Nausea, vomiting, akathisia, dizziness, and sedation are the most common adverse events associated with lurasidone. Although the newer atypical antipsychotic agents can cause metabolic disturbances and metabolic syndrome, studies of lurasidone have shown a minimal risk for the development of the syndrome, no significant increase in the corrected QT (QTc) interval, and only slight elevations in prolactin levels.
In addition to lurasidone’s affinity for the dopamine D2 and 5-HT2A receptors, the drug has the highest affinity for the 5-HT7 receptor. Experimental data support the theory that antagonism of 5-HT7 can improve cognition, memory, and mood symptoms. Lurasidone has shown a much greater affinity for 5-HT1A and alpha2-adrenergic receptors, which have been implicated in improving cognition and in alleviating negative mood and related symptoms, such as depression and anxiety.
Clinicians might consider lurasidone when making a formulary decision because of its favorable metabolic profile, low incidence of extrapyramidal symptoms, low risk of QTc prolongation, and a minimal potential risk of nausea, vomiting, sedation, and dizziness. The receptor-binding profile may provide lurasidone with a unique place in the treatment of schizophrenia and bipolar disorder, although longer-term studies are needed to further explore these ideas.
CONCLUSION
Schizophrenia is a major public health problem and a burden on families and the community. It tends to be a lifelong disorder requiring multimodal treatment at all stages of illness. With the cause of the illness still unknown, current treatments focus on eliminating symptoms with antipsychotic medications and various psychosocial treatments. With long-term use, the older, typical antipsychotic drugs have often led to tardive dyskinesia. The newer second-generation (atypical) antipsychotic drugs have recently been blamed for serious side effects such as agranulocytosis and metabolic syndrome.

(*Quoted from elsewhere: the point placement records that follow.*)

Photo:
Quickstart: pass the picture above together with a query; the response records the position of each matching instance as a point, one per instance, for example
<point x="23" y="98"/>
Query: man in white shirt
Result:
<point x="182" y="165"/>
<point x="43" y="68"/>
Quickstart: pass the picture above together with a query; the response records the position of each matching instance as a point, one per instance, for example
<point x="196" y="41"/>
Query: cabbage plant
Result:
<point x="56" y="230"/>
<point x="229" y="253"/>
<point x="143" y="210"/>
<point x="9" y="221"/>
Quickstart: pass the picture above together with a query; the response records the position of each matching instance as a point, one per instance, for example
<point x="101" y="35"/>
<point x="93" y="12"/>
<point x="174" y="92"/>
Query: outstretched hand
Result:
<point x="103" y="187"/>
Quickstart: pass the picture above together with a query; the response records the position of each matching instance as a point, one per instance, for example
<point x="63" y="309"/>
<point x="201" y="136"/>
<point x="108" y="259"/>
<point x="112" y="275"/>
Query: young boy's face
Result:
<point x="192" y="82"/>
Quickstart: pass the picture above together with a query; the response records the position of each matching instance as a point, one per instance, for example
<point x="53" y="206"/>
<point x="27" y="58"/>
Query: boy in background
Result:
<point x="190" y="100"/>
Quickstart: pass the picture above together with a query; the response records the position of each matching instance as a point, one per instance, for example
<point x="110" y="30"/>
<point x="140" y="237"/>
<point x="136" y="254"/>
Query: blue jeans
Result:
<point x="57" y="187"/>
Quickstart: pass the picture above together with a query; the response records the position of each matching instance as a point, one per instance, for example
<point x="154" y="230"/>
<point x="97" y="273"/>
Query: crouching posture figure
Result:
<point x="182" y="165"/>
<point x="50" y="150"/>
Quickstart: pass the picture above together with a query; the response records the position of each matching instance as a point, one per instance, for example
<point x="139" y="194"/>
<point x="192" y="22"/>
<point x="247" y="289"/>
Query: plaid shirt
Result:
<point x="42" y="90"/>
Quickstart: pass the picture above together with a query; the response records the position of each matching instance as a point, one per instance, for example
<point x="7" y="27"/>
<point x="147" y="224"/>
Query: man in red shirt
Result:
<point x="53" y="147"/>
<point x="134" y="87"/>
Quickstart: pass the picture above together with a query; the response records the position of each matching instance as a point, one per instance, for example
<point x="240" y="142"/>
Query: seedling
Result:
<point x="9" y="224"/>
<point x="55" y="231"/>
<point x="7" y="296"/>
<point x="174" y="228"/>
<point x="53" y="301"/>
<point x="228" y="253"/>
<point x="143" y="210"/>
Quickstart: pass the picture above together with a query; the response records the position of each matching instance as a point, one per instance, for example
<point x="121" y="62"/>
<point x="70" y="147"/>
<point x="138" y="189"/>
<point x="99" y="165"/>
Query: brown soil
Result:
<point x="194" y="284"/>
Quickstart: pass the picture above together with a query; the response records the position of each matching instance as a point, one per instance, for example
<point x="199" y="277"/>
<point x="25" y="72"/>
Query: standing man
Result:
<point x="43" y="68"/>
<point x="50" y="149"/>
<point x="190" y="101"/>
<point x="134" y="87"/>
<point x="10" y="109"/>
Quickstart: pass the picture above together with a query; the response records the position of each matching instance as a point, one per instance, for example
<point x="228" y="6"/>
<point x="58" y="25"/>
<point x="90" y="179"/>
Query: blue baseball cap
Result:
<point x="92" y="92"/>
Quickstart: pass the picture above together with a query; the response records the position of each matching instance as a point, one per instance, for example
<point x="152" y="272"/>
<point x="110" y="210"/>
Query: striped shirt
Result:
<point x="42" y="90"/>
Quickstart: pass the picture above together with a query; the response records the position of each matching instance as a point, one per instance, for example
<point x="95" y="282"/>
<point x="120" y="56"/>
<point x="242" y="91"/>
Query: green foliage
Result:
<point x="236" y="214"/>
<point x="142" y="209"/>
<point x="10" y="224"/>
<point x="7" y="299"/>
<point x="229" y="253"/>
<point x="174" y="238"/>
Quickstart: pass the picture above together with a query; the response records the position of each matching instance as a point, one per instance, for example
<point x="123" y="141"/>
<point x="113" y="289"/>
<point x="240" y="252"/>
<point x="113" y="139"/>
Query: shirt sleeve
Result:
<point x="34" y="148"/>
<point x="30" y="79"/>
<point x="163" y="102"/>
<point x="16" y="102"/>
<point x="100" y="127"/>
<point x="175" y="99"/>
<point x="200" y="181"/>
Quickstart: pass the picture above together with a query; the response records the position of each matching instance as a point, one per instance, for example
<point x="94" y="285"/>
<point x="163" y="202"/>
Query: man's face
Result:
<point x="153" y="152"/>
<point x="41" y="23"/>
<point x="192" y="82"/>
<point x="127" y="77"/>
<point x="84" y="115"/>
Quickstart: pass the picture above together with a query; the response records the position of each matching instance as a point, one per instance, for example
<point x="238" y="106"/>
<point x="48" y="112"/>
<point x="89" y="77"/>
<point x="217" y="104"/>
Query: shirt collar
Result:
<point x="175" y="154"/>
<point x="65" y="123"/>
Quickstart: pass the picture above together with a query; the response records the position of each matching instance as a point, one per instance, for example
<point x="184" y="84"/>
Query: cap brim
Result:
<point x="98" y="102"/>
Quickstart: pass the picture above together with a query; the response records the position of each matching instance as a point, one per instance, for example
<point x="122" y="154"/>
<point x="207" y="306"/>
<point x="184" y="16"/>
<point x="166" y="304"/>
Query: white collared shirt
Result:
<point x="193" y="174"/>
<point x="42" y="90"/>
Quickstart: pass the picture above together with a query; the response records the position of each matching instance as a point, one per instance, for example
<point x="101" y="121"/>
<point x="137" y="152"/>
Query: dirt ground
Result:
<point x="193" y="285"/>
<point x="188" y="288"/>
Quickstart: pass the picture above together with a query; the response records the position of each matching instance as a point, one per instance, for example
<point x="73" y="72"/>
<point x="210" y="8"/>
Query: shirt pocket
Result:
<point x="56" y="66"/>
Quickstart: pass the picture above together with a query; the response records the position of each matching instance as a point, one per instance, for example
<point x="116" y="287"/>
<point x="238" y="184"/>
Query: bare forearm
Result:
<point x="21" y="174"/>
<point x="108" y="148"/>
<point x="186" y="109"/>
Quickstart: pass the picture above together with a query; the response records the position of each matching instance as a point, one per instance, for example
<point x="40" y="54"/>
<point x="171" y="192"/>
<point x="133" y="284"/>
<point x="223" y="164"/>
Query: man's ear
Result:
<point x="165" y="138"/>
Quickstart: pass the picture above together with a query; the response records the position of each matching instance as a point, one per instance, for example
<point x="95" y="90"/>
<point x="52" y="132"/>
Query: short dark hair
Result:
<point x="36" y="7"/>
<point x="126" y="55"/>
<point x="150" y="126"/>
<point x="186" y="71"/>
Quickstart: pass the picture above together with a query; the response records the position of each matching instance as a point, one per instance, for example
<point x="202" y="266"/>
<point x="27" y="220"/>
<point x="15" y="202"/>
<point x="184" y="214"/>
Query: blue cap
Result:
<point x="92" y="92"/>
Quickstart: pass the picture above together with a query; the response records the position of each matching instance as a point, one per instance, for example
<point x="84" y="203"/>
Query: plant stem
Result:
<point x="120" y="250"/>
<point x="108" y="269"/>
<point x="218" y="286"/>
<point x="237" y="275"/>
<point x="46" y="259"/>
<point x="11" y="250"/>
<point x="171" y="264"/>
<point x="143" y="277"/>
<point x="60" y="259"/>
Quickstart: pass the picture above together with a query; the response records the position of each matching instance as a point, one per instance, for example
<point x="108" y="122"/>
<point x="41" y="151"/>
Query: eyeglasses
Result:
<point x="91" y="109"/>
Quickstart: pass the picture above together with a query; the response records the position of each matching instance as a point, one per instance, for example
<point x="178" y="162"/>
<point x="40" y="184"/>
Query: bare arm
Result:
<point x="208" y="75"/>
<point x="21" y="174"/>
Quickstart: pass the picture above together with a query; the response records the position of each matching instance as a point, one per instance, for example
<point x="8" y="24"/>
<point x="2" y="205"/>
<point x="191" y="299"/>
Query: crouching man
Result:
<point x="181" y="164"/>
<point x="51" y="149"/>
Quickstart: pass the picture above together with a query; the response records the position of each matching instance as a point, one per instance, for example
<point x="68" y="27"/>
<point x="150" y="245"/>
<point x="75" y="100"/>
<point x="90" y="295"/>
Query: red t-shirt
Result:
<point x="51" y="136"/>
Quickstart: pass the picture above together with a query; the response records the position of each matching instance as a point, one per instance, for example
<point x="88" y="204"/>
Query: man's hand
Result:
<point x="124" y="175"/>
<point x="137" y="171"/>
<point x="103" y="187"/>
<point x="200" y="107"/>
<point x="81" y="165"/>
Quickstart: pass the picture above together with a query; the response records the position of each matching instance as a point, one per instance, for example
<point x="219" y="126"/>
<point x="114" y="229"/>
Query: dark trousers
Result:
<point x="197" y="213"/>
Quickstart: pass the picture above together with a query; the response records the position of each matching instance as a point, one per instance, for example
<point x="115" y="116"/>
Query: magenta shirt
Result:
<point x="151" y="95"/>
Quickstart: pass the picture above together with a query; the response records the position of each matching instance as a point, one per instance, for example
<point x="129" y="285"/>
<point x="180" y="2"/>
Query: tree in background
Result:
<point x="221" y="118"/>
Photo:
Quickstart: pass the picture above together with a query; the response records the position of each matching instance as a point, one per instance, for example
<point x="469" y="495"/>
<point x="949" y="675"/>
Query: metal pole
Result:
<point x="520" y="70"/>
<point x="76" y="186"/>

The efficacy of lurasidone, an atypical antipsychotic agent, was established in four six-week controlled studies of adults with schizophrenia. The agent’s effectiveness beyond six weeks has not been clarified in controlled studies. Therefore, the use of this product for an extended length of time should be periodically reevaluated in each patient.
Footnotes
Disclosure: The author reports no financial or commercial relationships in regard to this article.